Quelques mémoires reçus par la Commission ont cerné des obstacles qui empêchent les familles d’accéder aux services, qu’il s’agisse de grands services publics comme le transport, l’éducation et la santé ou de petits services privés.

Outre les préoccupations relatives à la prestation des services existants, on a mentionné à la Commission le manque de services qui répondent aux besoins des familles et, particulièrement, des personnes qui assument la responsabilité de prodiguer des soins à des proches. Comme on l’a mentionné ailleurs dans ce document, les intervenants ont souligné plusieurs besoins urgents qui ne sont pas comblés, notamment dans les secteurs des services de garderie, des soins aux personnes âgées et des soutiens pour les personnes handicapées. Les personnes dont les besoins s’entrecroisent éprouvent des difficultés particulières lorsqu’elles tentent d’accéder aux services. Par exemple, le Centre de la défense des personnes handicapées a fait remarquer qu’il y a peu de soutiens ou de services continus pour les personnes handicapées qui assument des responsabilités comme soignants. Dans le même ordre d’idées, la Coalition pour les droits des lesbiennes et personnes gaies en Ontario a mentionné ce qui suit :

Les structures et les programmes articulés autour des concepts hétérosexuels de la famille et du parentage sont souvent inappropriés aux situations familiales des personnes gaies, lesbiennes et bisexuelles. Peu de services offerts en Ontario répondent aux besoins spécifiques des parents qui sont des personnes gaies, lesbiennes et bisexuelles ou de leurs enfants et c’est particulièrement le cas dans les petites collectivités rurales du Nord et les régions suburbaines de l’Ontario urbain.

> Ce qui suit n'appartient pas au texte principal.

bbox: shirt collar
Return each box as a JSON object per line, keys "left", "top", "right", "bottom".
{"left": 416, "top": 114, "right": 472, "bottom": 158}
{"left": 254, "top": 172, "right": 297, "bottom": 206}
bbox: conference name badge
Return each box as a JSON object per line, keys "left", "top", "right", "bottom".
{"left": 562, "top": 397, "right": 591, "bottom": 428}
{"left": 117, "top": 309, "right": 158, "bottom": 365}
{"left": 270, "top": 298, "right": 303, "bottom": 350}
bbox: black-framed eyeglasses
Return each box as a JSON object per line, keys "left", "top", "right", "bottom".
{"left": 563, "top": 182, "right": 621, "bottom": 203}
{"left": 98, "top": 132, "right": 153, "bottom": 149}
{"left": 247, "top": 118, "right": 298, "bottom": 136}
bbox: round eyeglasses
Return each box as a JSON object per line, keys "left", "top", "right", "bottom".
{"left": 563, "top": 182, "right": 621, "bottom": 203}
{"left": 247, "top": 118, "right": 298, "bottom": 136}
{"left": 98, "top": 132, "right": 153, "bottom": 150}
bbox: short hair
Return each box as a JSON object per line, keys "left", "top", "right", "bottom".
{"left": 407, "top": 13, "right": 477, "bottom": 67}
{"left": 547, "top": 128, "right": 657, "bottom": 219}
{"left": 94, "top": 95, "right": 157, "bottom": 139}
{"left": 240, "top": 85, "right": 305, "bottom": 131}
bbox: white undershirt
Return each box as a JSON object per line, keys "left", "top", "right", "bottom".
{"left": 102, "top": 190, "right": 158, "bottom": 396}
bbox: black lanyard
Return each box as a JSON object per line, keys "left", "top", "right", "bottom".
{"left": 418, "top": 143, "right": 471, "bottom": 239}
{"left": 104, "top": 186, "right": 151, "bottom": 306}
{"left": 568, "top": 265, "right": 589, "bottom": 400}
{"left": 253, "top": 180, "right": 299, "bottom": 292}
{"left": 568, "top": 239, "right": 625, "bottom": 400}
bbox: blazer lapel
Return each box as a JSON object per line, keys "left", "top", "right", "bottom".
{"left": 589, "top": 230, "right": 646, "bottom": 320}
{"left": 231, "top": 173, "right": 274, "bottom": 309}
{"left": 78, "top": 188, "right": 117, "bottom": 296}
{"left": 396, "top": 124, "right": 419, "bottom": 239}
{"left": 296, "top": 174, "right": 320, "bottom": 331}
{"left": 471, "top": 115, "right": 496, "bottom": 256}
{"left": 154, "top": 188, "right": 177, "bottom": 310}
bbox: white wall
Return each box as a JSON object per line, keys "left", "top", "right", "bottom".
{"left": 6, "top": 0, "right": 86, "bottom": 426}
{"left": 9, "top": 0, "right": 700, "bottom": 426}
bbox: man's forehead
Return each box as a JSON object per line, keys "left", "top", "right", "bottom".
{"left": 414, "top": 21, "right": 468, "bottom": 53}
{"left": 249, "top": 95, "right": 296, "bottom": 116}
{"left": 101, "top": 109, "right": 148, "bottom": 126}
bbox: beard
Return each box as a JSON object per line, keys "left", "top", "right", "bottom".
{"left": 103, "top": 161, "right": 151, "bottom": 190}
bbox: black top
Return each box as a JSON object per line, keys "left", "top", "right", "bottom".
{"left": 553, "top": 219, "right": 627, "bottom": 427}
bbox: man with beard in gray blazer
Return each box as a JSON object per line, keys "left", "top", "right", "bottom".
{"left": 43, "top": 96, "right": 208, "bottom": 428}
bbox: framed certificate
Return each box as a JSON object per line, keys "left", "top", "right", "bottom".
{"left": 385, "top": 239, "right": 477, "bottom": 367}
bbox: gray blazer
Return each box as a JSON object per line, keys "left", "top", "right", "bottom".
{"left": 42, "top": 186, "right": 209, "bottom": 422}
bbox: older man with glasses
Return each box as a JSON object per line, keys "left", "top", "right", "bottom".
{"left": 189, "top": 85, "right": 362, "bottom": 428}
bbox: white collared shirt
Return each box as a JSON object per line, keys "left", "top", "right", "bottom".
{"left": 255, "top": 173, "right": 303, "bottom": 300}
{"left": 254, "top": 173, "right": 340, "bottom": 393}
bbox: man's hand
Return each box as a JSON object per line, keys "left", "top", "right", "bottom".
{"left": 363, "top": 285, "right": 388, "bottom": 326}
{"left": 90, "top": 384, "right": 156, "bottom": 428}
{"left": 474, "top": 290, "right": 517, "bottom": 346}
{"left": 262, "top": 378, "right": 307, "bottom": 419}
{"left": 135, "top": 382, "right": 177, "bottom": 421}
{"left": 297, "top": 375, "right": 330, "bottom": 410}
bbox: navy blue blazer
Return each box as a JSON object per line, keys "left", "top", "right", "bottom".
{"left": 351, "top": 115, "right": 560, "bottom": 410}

Le manque de services appropriés peut avoir un impact significatif sur l’accès à l’emploi et au logement pour les personnes identifiées par leur état familial.

2. Attitudes négatives et stéréotypes

Durant cette consultation, un grand nombre d’intervenants ont mentionné qu’ils étaient préoccupés par les attitudes négatives et les stéréotypes rattachés à certains types de familles. Le phénomène est particulièrement marquant lorsqu’il y a un recoupement entre l’état familial, la race, l’état matrimonial, l’âge, l’orientation sexuelle ou le sexe. Par exemple, les familles monoparentales dirigées par une femme sont fortement stigmatisées, particulièrement lorsqu’elles sont racialisées ou reçoivent l’aide sociale. Ces stéréotypes négatifs peuvent aboutir au harcèlement ou à l’exclusion des services.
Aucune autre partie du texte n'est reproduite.